Change Data Capture with Debezium: Log-Based Capture and the Outbox Pattern

Sooner or later every data platform hits the same wall: you need to know, in something close to real time, what changed in a database — to keep a search index fresh, invalidate a cache, feed a data lake, or let one microservice react to another's data. The naive answer is to poll: SELECT * WHERE updated_at > last_run on a schedule. It works just badly enough to ship, and then it betrays you. Change Data Capture done properly — log-based, with Debezium — is the answer, and it's worth understanding why it's so much better than the polling you'll be tempted to write first.

Why log-based beats query-based CDC

Query-based CDC — polling a timestamp or version column — has three structural flaws that no amount of tuning fixes:

  • It misses deletes. A deleted row simply isn't in the next query result.

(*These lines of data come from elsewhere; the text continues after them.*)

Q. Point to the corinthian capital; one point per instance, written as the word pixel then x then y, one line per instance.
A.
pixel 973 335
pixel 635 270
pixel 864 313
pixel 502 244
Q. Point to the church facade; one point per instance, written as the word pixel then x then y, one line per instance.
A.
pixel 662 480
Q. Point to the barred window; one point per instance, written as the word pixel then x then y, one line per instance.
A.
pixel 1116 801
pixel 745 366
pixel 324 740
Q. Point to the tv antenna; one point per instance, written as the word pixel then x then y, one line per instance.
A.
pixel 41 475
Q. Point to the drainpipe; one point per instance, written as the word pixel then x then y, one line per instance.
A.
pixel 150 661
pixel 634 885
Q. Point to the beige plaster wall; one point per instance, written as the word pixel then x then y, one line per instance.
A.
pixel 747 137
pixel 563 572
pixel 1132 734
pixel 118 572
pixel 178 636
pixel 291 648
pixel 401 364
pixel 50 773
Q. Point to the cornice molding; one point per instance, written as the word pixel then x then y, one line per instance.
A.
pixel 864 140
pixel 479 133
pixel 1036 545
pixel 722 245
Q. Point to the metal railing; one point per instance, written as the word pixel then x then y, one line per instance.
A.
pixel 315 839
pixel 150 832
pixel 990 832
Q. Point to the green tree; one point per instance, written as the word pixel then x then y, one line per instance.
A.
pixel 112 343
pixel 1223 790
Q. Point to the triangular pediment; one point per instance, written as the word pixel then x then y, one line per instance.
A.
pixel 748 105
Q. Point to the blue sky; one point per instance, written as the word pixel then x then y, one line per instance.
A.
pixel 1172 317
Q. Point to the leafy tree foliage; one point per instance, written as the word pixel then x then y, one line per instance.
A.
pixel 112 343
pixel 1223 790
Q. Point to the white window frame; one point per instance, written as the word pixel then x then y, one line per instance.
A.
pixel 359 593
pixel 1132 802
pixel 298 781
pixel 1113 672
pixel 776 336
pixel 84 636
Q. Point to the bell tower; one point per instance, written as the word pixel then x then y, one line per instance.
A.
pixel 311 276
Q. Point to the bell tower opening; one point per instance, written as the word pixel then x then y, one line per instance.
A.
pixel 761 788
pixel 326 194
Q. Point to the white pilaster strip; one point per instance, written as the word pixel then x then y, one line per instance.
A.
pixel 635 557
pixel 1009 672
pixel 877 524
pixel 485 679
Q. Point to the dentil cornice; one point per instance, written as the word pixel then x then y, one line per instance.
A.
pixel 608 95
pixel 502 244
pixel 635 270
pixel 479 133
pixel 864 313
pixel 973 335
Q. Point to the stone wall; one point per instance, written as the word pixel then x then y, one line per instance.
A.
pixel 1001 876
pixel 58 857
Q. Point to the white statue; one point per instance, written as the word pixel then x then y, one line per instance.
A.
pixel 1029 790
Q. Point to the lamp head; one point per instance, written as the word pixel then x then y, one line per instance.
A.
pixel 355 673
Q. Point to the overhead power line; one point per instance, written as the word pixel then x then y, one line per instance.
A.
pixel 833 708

You can't poll for the absence of a row, so deletes silently never propagate (the classic workaround, soft-delete flags, is a leak you now maintain forever).
  • It misses intermediate states. If a row changes three times between polls, you see only the final value — the intermediate transitions are lost. For an event stream, those transitions are often the point.
  • It loads the source and lags. Polling puts query load on the production database, and your freshness is bounded by the poll interval — poll more often to reduce lag, pay more load.

Log-based CDC sidesteps all three by reading the database's own transaction log — the write-ahead log every relational database already maintains for durability and replication. The log records every committed change, in order, including deletes and every intermediate state. Reading it imposes almost no load (it's the same mechanism a read replica uses) and gives near-real-time latency. You're not asking the database what changed; you're reading the authoritative record it already writes.

What Debezium is

Debezium is a set of source connectors that read these transaction logs and emit change events. Each connector speaks its database's native log protocol:

DatabaseLog mechanism Debezium reads
MySQL / MariaDBThe binary log (binlog)
PostgreSQLThe write-ahead log via logical decoding (WAL)
MongoDBThe replication oplog / change streams
SQL Server, Oracle, othersTheir respective transaction-log / CDC interfaces

Debezium most commonly runs on Kafka Connect, the framework purpose-built for moving data in and out of Kafka. Connect gives Debezium the things you'd otherwise have to build: distributed workers, offset tracking (so it remembers its position in the log and resumes without re-reading), restarts, and scaling. Debezium reads the log; Connect writes the resulting change events to Kafka topics — typically one topic per table.

graph LR
    APP["Application writes"]
    DB[("Source database
+ transaction log
(binlog / WAL)")] DBZ["Debezium connector
on Kafka Connect
(reads the log, tracks offset)"] K["Kafka topics
(one per table —
change events)"] C1["Sink: search index"] C2["Sink: cache invalidation"] C3["Sink: data lake / warehouse"] APP --> DB DB -->|"transaction log"| DBZ DBZ --> K K --> C1 K --> C2 K --> C3

The Debezium pipeline. The application writes to the database as normal; Debezium tails the transaction log (negligible load), and Kafka Connect publishes ordered change events to per-table Kafka topics. Many independent consumers then react to the same change stream — each at its own pace, replayable from any offset. The database stays the single source of truth; everything downstream derives from its log.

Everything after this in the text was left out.